Sia la zona nord-ovest che quella sud-ovest del Paese sono colpite da oltre due giorni da neve o piogge continue, che stanno mettendo a dura prova la popolazione, anche per il fatto che molte abitazioni e strade non sono costruite con criteri che permettano loro di opporre una resistenza adeguata davanti alla forza distruttiva di determinate calamità naturali, che stanno diventando una costante in questa parte del mondo.
Nella notte un violento sisma di grado 8.0 ha infatti colpito il Pacifico, causando morti nelle isole Salomone e un allarme Tsunami esteso fino alle coste del Giappone.
Per quanto riguarda la situazione di crisi in Pakistan e le sue immediate conseguenze, secondo quanto dichiarato da Muhammad Hanif, direttore dell’Ufficio metereologico di Islamabad, al momento il governo pakistano è a conoscenza di almeno 42 morti accertati, molti dei quali rimasti sotto le macerie delle loro case, incapaci di reggere all’urto dell’eccezionale ondata di maltempo, ma purtroppo il loro numero sembra destinato ad aumentare sensibilmente.

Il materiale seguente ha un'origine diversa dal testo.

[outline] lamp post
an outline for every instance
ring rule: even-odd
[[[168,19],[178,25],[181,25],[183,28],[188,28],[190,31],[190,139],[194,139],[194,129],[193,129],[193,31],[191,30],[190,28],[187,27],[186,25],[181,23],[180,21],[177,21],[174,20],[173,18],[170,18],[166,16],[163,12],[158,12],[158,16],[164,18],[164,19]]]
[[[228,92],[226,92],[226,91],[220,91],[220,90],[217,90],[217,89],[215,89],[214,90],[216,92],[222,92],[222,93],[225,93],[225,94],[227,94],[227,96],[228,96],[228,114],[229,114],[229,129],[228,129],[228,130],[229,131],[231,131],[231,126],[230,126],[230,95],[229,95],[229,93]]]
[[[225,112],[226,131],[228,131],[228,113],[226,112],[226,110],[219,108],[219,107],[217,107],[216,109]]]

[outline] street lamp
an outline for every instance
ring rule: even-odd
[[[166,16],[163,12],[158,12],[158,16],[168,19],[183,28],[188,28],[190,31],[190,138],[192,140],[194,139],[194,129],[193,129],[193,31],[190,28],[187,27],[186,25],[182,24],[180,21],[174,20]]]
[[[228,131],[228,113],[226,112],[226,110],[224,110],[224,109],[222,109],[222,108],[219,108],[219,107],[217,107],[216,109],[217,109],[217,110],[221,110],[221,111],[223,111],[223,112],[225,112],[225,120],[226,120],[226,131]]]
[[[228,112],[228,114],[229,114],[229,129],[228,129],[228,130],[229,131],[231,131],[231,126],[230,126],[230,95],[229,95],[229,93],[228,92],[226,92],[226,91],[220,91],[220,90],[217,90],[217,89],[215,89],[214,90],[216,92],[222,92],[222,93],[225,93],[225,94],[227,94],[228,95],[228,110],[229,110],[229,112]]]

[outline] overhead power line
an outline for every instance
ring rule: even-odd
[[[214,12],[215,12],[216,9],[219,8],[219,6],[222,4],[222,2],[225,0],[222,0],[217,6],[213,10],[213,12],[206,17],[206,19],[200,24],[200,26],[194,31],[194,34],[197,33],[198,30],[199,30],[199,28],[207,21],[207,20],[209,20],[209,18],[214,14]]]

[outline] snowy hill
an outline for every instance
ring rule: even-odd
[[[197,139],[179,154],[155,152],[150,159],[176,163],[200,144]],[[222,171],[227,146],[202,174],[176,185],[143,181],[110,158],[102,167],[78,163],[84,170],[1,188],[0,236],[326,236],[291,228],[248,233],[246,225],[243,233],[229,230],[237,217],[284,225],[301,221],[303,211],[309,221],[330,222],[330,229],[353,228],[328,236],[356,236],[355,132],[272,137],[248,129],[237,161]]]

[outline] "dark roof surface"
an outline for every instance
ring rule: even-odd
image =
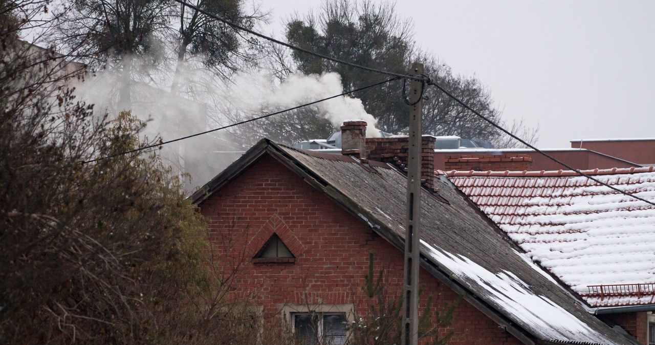
[[[404,175],[382,164],[317,154],[263,139],[192,196],[200,203],[265,153],[403,247]],[[421,194],[422,266],[526,343],[636,344],[590,314],[448,182]]]

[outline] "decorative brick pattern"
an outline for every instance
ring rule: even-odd
[[[374,270],[385,270],[388,293],[400,295],[402,252],[269,156],[200,207],[218,254],[217,264],[231,277],[232,293],[263,306],[265,316],[280,315],[285,304],[352,304],[365,312],[368,299],[361,287],[371,251]],[[280,224],[304,249],[295,263],[253,264],[247,245],[261,232],[268,234]],[[422,270],[421,283],[424,286],[422,307],[429,296],[436,308],[457,298]],[[456,309],[451,328],[455,331],[452,345],[519,344],[466,301]]]
[[[277,234],[278,237],[282,240],[294,257],[297,257],[305,250],[303,244],[289,230],[289,227],[284,224],[284,222],[278,217],[278,215],[273,215],[261,227],[257,234],[253,236],[252,240],[246,246],[246,252],[249,256],[254,257],[273,234]]]
[[[445,170],[530,170],[533,158],[527,154],[457,154],[447,156]]]
[[[434,187],[434,137],[423,136],[421,140],[421,183]],[[371,160],[391,163],[407,172],[409,137],[366,138],[366,152]]]

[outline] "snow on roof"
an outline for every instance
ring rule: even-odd
[[[493,273],[461,254],[453,255],[440,248],[421,244],[428,253],[450,270],[485,287],[501,308],[515,317],[541,325],[547,339],[567,339],[584,343],[605,344],[608,339],[548,298],[535,293],[529,284],[511,272]],[[517,253],[518,254],[518,253]],[[535,268],[536,268],[535,267]]]
[[[655,201],[653,170],[596,170],[595,177]],[[653,304],[655,206],[576,173],[447,173],[533,261],[590,305]]]
[[[576,149],[571,147],[539,149],[539,150],[544,152],[589,151],[587,149]],[[479,152],[479,153],[498,153],[498,154],[500,154],[504,152],[534,152],[534,150],[532,149],[521,149],[521,148],[485,149],[483,147],[464,147],[462,149],[435,149],[434,152],[444,153],[461,153],[462,152],[476,152],[476,153]]]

Centinaia sono poi i feriti, che, dopo essere stati soccorsi, stanno ricevendo le cure del caso, anche se esiste il pericolo concreto che in alcune zone molte persone siano rimaste isolate.
Più in particolare il manto di neve ha raggiunto un’altezza di 3,5 piedi a Malam Jabba e di 3 piedi a Kalab.
In queste zone c’è molta preoccupazione perché anche per la giornata di oggi, 6 febbraio, sono annunciate abbondanti nevicate, che renderanno ancora più complicate e lente le operazioni di soccorso delle persone in difficoltà.
La città che al momento risulta più colpita dalla pioggia è Cherat (150 mm circa raccolti).
In via precauzionale le autorità competenti hanno deciso di chiudere molte strade, tra cui quelle che conducono a Murree, Galliat e Ghizar.
A Pindi Batthian sarebbe crollato il tetto di un albergo, che avrebbe causato la morte di alcune persone.